Tuesday, 3 May 2016

Strive to Belong, Not Fit In

It’s a feeling that has plagued each one of us at some point in our lives - not fitting in.

Picture this, it’s lunchtime. The part of the day that most kids look forward to. The cafeteria is buzzing with activity - boisterous kids falling over each other just to sit with their friends, laughter rising from all corners, everyone talking over each other. But despite all the people, Sally, a grade 8 student looks around awkwardly, unsure of who to sit with. She can’t sit with the “geeks” because she has nothing in common with them. She can’t sit with the “jocks” because she hates sports. And she can’t sit with the “populars” because they are very exclusive and there is no way they would even let her come within five metres of their “elite” group. She does not really fit in anywhere. Sound familiar?


Feeling left out and not being able to fit in is a problem that all kids have faced at least once in their lifetime.  In our society, teenagers especially, feel pressured to fit into one exclusive group, a clique. This is a constant struggle for many teenagers.  Let’s face it - how many of us really fit into one specific “category”? A recent survey showed that 40% of teenagers felt pressured into trying to fit in with other kids at school. These days fitting in has become a top priority for many teenagers.  Significant amounts of energy are put into trying to meet the expectations of someone other than themselves.


What does “fitting in” even mean?  Does it mean the same thing as belonging? Brene Brown, author of The Gifts of Imperfection and research professor at the University of Houston says, “Fitting in is the greatest barrier to belonging. Fitting in, I've discovered during the past decade of research, is assessing situations and groups of people, then twisting yourself into a human pretzel in order to get them to let you hang out with them. Belonging is something else entirely—it's showing up and letting yourself be seen and known as you really are.” And so it becomes even more clear that to ask someone to fit in is to actually tell them to change something about themselves whether it is the way they look or act in order to be accepted by others.  That is the negative message that is being sent out to teens.  Instead we should be focusing on encouraging teens to be themselves, stay true to their values and aim to belong rather than “fit in”.  In a society that is constantly telling us what is “cool” it is hard to accept ourselves for who we truly are and show off each of our individual and unique quirks instead of trying to be a person that does not reflect our personal values but rather fits into one of society’s categories.

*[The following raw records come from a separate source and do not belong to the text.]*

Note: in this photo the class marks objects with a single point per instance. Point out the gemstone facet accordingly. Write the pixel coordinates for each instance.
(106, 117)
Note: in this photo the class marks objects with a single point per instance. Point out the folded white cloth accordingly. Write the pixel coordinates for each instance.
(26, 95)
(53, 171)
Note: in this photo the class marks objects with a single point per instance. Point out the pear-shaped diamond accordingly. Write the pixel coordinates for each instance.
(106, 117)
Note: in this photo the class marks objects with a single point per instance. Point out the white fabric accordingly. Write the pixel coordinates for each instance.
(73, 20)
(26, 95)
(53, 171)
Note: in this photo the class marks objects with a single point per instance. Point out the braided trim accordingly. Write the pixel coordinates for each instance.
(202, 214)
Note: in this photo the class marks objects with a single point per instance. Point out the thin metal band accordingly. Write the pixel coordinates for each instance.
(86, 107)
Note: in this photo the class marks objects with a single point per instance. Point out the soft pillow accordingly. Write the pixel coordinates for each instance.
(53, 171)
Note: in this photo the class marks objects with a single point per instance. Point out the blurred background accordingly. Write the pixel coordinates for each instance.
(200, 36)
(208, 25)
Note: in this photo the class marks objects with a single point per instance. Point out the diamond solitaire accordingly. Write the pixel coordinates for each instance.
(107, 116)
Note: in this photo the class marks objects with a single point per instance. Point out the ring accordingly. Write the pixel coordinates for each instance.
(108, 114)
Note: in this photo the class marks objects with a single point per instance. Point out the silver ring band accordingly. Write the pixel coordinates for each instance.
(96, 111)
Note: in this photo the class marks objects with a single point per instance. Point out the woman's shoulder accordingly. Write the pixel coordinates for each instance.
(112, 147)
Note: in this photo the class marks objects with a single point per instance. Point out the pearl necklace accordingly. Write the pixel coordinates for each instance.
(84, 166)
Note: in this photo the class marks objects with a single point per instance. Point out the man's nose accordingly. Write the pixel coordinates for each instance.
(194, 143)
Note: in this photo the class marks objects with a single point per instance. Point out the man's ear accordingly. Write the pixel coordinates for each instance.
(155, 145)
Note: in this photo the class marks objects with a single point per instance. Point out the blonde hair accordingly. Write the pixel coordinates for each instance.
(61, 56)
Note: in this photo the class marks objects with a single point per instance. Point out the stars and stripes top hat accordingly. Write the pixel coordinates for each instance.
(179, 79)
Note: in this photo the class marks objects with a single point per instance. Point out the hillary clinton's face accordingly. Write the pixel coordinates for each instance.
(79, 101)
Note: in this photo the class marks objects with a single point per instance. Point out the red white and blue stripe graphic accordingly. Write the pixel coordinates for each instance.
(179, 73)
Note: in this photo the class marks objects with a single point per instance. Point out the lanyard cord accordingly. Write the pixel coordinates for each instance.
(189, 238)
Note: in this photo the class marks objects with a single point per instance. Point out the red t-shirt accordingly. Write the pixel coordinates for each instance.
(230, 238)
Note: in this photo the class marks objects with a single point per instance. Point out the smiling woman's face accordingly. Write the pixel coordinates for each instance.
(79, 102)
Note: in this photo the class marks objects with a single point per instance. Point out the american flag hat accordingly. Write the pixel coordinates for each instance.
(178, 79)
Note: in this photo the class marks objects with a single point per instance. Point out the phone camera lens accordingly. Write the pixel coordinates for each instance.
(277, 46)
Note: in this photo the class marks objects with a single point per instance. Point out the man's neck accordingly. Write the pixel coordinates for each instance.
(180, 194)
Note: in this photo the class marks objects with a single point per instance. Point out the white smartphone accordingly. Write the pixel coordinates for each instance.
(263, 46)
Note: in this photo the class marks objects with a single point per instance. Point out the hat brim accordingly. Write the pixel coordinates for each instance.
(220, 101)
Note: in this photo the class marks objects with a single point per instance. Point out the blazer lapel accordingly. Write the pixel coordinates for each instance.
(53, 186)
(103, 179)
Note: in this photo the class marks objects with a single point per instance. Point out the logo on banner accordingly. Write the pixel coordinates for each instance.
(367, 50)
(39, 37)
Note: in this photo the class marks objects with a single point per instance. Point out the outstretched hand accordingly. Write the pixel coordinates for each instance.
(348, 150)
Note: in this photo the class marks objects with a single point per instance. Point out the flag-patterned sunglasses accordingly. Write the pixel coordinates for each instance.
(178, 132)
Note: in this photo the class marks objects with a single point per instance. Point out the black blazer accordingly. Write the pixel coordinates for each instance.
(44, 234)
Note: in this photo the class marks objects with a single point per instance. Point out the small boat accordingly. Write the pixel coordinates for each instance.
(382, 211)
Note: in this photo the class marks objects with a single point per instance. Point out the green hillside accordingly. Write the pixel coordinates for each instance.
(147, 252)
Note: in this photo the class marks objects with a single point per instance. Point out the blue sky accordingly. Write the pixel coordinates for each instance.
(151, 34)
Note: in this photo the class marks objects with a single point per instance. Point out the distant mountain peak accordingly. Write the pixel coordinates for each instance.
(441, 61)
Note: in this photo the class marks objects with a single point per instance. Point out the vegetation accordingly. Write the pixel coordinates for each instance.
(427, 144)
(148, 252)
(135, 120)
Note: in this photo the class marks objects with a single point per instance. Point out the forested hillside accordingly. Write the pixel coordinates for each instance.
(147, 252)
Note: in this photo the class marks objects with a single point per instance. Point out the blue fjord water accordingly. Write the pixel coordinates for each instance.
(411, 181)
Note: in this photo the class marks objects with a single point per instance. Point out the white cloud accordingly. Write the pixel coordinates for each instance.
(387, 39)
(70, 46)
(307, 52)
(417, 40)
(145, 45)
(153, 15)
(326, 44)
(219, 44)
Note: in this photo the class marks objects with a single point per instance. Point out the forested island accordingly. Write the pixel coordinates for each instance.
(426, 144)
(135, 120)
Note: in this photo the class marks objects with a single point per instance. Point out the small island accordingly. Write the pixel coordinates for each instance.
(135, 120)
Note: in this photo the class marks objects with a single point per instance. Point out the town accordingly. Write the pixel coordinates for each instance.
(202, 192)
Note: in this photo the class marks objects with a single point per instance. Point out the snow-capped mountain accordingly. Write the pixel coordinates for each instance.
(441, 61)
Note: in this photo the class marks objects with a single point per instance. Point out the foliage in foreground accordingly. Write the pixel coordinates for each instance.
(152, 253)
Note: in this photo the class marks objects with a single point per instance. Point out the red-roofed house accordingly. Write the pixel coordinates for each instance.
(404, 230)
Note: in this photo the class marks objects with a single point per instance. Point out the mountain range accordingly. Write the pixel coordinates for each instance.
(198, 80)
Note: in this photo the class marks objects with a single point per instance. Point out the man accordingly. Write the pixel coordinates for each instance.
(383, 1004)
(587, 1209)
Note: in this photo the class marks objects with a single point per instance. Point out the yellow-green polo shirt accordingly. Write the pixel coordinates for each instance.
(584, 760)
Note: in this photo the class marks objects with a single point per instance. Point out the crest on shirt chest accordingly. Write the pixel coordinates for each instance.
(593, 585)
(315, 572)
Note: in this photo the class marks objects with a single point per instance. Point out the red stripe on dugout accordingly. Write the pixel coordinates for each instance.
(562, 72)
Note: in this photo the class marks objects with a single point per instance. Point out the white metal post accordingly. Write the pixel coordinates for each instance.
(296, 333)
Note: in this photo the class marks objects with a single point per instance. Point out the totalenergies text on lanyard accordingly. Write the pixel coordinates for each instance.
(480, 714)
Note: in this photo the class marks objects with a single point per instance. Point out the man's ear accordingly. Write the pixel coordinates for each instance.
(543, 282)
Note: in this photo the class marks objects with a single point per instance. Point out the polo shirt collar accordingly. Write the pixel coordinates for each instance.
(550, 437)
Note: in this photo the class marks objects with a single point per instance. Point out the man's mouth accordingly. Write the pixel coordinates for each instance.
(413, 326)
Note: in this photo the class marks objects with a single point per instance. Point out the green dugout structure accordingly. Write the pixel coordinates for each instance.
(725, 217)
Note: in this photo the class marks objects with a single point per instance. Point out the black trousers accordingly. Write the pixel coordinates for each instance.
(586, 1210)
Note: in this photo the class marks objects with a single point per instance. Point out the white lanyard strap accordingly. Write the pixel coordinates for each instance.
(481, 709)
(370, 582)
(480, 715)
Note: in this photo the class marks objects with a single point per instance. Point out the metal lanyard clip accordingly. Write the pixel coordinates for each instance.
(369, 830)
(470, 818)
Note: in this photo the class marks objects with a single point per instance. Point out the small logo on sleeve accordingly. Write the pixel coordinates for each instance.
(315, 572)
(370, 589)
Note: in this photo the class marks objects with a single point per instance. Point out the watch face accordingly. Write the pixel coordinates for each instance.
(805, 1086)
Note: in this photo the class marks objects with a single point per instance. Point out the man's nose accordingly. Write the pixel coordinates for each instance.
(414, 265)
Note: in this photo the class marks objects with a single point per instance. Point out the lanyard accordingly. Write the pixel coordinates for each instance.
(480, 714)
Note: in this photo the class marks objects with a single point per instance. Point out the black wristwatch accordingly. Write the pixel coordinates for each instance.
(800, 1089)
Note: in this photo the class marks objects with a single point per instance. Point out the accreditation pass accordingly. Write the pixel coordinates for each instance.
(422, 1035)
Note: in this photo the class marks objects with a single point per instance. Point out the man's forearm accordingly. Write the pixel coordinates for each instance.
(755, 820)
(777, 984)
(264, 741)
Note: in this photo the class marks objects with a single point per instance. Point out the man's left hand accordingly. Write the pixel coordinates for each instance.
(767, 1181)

Friendship plays an important role in a child’s development. Children learn many social skills from a young age and are able to build many connections. Without friends, children may feel like they lack a lot of support.  But healthy friendships don’t usually form from cliques. The social dynamic in a clique is very different from a group of friends. A clique is very exclusive, people are either “in” or “out”. People in a clique may feel a lot of pressure to act a certain way because they might get kicked out if they act differently. Rather than trying to fit into a clique we should be encouraging friendship groups. In a friendship group, members don’t have to be alike or share the same hobbies. They don’t have to constantly worry about being kicked out of the group for the way they act. In a friendship group kids can “belong”.


It’s worrisome how big a struggle this is for teenagers who feel like they don’t fit in. Teens who have social problems and do not fit in are affected emotionally, making it more likely for them to suffer from depression and even stopping them from going to college. Studies have shown that at least 57% of girls, 68% of boys are less likely than peers of the same race, social class and academic background to attend college if they have feelings of not fitting in.


There is no instant solution to making good friends, but it’s important to know that you have to be patient. Work on bettering yourself, find a passion that you can focus on. Join a club or a sports team where you can form healthy friendships while staying true to yourself. It may be a long journey and there is going to be challenges along the way but when you find a friend that’s accepts you for who you are and what you believe in, that friendship is going to last, you will be happier, and you will feel like you belong.

In a society that is so quick to label teens based on what they wear and who they hang out with, it is no wonder that young people are constantly stressed about where and with whom they fit in. Now is the time for parents and other role models to play a bigger role in guiding teens towards building a sense of belonging instead and to encourage strong friendship groups. It is important for young people to not lose their sense of self and personal values and be strong enough to not let society define their identity.

Brown, Brené. "Brené Brown's Top 4 Life Lessons." Oprah.com. N.p., n.d. Web. 26 Jan. 2016.

Biali, Susan. "Stop Trying to Fit In, Aim to Belong Instead." Psychology Today. N.p., 17 Oct. 2013. Web. 26 Jan. 2016.
"Coping With Cliques." KidsHealth. Ed. Arcy Lyness. The Nemours Foundation, 01 Aug. 2013. Web. 26 Jan. 2016.
Lopez, Christopher. "What Do You Think about the Term "fitting In"" A Conversation on TED.com. N.p., n.d. Web. 26 Jan. 2016.